Sólo hay que nombrar a Héctor Tizón para pensar en la aridez y
en la soledad de la Puna. Entre cerros y quebradas transcurren casi
todos sus libros. El paisaje y las historias, en la obra de Tizón, son
la misma cosa. Haberse convertido en un símbolo tan potente de una
región ancestral es el mayor logro de su literatura, mucho más
prestigioso que los numerosos premios y honores que amasó en Argentina y
en el exterior. No son muchos los que puedan jactarse de plasmar tantos
kilómetros de extensión, la idiosincracia que se aloja en ellos y, a la
vez, personajes universales.
Nació en Rosario de la Frontera,
Salta, pero se crió en la yunga verde de Yala, adonde su padre había
llegado para dirigir la estación ferroviaria. Durante décadas fue el
único lugar donde podía escribir, donde aprendió a hacerlo. Se murió
ayer por la mañana, internado por una afección cardíaca en un sanatorio
de San Salvador de Jujuy, a 12 kilómetros del pueblo al que llamaba “el
centro del universo”. Lo velaron en la legislatura provincial y hoy lo
entierran, por supuesto, en el cementerio de Yala. Tenía 82 años.
Paradójicamente publicó su primer libro
A un costado de los rieles
en 1960 cuando vivía en México y se ganaba la vida como agregado
cultural. Otros relatos habían aparecido en diarios de Salta, el primer
destino por el que dejó su pago. Le seguirían La Plata, donde se graduó
como abogado, México, Italia –como cónsul– y España, durante el exilio
al que lo obligó la última dictadura militar. Muchos años más tarde
sería ministro de la Suprema Corte de Jujuy.
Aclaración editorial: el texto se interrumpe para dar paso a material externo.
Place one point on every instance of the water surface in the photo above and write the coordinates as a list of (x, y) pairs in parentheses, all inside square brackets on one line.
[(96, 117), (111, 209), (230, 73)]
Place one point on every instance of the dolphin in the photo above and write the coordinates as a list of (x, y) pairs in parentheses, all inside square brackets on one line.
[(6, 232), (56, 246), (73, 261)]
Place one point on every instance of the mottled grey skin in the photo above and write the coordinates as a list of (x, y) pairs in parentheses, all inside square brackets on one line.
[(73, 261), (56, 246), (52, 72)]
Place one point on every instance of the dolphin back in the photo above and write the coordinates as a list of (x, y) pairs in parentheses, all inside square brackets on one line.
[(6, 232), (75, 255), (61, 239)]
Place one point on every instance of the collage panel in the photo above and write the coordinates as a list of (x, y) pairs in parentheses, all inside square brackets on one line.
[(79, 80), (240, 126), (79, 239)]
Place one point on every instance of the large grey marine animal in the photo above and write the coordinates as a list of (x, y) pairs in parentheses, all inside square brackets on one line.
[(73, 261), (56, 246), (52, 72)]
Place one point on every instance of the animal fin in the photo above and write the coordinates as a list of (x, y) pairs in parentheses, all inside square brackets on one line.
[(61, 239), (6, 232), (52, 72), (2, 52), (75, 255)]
En 1969 apareció la primera de sus novelas. En
Fuego en Casabindo
Tizón relata la derrota de los coyas, pobladores originarios de su
Puna. El libro se convirtió en un éxito y la desolación y melancolía del
paisaje y su potencia mesiánica ya no se irían más de su obra.
Tres
años después el autor escribe en su diario: “Hoy me he levantado a las 5
de la madrugada: comencé a releer la última novela que se titula
Cantar del profeta y el bandido.
Cincuenta páginas de un tirón”. Para su segundo libro, Tizón ya
escribía con disciplina, por las mañanas, en el jardín, y casi siempre
los fines de semana, porque el resto de la semana lo ocupaban sus tareas
profesionales como abogado, juez de paz o, después, como convencional
Constituyente por la Unión Cívica Radical. Pero nunca dejó de escribir,
ni de tomarse el tiempo que consideraba necesario. A María Esther
Vázquez le confió : “Escribir debe ser una función armónica. Es lo mismo
que hacer el amor de prisa, una barbaridad”.
En 1976, a los 48
años, Tizón abandonó la dirección del diario “Proclama” y se refugió en
España. Semanas después de establecerse en Madrid escribió: “El regreso
no existe. Es la verdad que duele y entristece, como todo naufragio”.
El
exilio forzoso cambió para siempre su escritura. El desarraigo se
convirtió en obsesión, aunque nunca dejó de narrar la Puna. De la
imposibilidad de regresar y de crear en tierras extrañas tratan varios
cuentos y su novela
La casa y el viento, escrita en España.
A
su regreso insistió con novelas, cuentos e incursionó en el ensayo. En
los últimos años publicó sus memorias y este mes acaba de editarse sus
relatos de
Memorial de la Puna. En ambos hay un tono de
despedida. En el primero Tizón revela para quién escribía: “Escribo para
los muertos, para los que vivieron en aquellos años por los cuales
sentimos nostalgia”. Ahora, sabemos: escribía para sí mismo.